Par la maîtrise de ses équipes de réanimation, le système de soin français a montré sa capacité à réorganiser ses services dans l’urgence pour tenter de limiter au maximum les dégâts de l’épidémie. Plusieurs de ces soignants en furent eux-mêmes victimes. Que leur soit ici rendu l’hommage que tous méritent.

Une décision de confinement fondée sur la simulation

Les mesures de confinement prises pour limiter les conséquences de l’épidémie sur les systèmes de santé ont été suggérées par une unité d’épidémiologie de l’Imperial College de Londres.
La première estimation des effets de ce confinement, unique dans l’histoire de l’humanité à cette échelle, a été publiée pour l’Europe. On attend les publications suivantes, pour le continent africain notamment.
Selon ces simulations, les mesures auraient contribué à épargner 2 500 vies en France soit environ le dixième d’une vague qui risque d’en emporter de 25 000 à 35 000 (lire encadré).

Mais certains postulats de ces estimations numériques semblent incohérents : contrairement à ce qui est supposé, les contaminations ne diminuent pas dès le premier jour du confinement (ça ne s’est vu dans aucun pays) et l’intensité comme la durée de l’effet ne sont jamais les mêmes partout. Ces deux hypothèses sont pourtant à la base des simulations publiées.
Alors que l’on ne connaît toujours pas la diffusion (R0 ou taux de reproduction : nombre de personnes contaminées par un porteur, ce paramètre mesure la contagiosité de la maladie) ni la létalité précises (IFR, Infection Fatality Rate : nombre de décès rapportés à la totalité des sujets contaminés par le virus, qu’ils aient été testés et validés ou non, ce paramètre mesure la sévérité) de cette maladie, les auteurs annoncent ainsi 69 vies épargnées au Danemark et un total de 70 000 morts pour la Suède. Or, parvenu à sa onzième semaine d’épidémie le 21 avril 2020, ce pays n’avait enregistré que 1 580 décès [3 256 au 12 mai, ndlr].
Il faut donc se reporter à la répartition réelle, maintenant bien décrite, de la mortalité de la covid pour comprendre la nature de ces vies numériquement « épargnées ». Dans le registre français de Santé publique France, on retrouve une distribution similaire à celle des patients décédés en Chine ou en Italie, avec un âge moyen proche de 80 ans (un sur six a plus de 90 ans) et un taux extrêmement faible (0,1 %) pour les sujets de moins de 45 ans sans facteur de risque. Les cibles du Sars-CoV-2 sont souvent des patients à risque métabolique ou cardio-vasculaire (homme, sédentaire, obèse, diabétique ou hypertendu), ce qui explique les ravages actuels aux États-Unis.

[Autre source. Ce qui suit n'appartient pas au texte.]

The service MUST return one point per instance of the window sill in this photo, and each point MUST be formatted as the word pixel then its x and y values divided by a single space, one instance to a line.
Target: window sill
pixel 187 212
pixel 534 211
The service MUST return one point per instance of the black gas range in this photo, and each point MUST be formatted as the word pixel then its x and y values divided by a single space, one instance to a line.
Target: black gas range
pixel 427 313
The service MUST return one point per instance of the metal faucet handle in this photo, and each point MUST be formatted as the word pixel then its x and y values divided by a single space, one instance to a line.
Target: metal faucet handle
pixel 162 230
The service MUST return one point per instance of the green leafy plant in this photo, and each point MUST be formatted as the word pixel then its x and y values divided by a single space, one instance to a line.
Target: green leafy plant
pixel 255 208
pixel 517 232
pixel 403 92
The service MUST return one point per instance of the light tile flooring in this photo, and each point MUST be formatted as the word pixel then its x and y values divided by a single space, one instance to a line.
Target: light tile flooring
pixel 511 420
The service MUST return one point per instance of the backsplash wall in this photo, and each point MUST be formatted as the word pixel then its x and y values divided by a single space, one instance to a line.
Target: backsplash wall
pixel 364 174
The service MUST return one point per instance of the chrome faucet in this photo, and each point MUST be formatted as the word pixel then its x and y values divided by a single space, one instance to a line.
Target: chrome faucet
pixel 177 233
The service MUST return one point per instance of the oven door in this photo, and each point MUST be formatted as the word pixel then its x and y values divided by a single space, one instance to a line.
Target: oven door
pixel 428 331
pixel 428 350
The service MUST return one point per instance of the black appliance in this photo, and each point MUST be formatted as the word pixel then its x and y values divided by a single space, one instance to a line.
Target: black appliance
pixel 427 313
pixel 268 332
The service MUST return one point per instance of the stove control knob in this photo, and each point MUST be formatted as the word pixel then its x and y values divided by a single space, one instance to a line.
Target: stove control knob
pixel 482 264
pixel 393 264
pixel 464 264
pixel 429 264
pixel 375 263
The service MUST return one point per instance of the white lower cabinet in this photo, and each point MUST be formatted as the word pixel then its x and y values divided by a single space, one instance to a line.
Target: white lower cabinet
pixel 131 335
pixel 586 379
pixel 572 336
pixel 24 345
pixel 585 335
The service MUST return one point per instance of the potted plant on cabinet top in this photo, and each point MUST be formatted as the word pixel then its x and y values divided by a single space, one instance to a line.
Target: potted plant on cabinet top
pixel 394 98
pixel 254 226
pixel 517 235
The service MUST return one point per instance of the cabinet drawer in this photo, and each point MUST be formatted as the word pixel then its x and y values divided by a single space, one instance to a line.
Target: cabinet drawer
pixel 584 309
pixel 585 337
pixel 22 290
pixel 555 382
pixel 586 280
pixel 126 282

Aurait-il fallu un confinement personnalisé ?

La maladie peut être vécue sans grand symptôme chez quatre personnes sur cinq mais elle tourne à une lutte acharnée de 15 jours pour la cinquième. Le but d’une mesure de prévention efficace est alors de proportionner le confinement à ceux qui ne peuvent supporter cette épreuve : personnes de plus de 65 ans, malades cardiaques et vasculaires, insuffisants respiratoires ou rénaux, transplantés, personnes obèses, etc. Ces risques particuliers étaient d’ailleurs déjà présents en 2009 lors de la pandémie H1N1 sans que nous ayons en quoi que ce soit modulé nos conseils de prévention.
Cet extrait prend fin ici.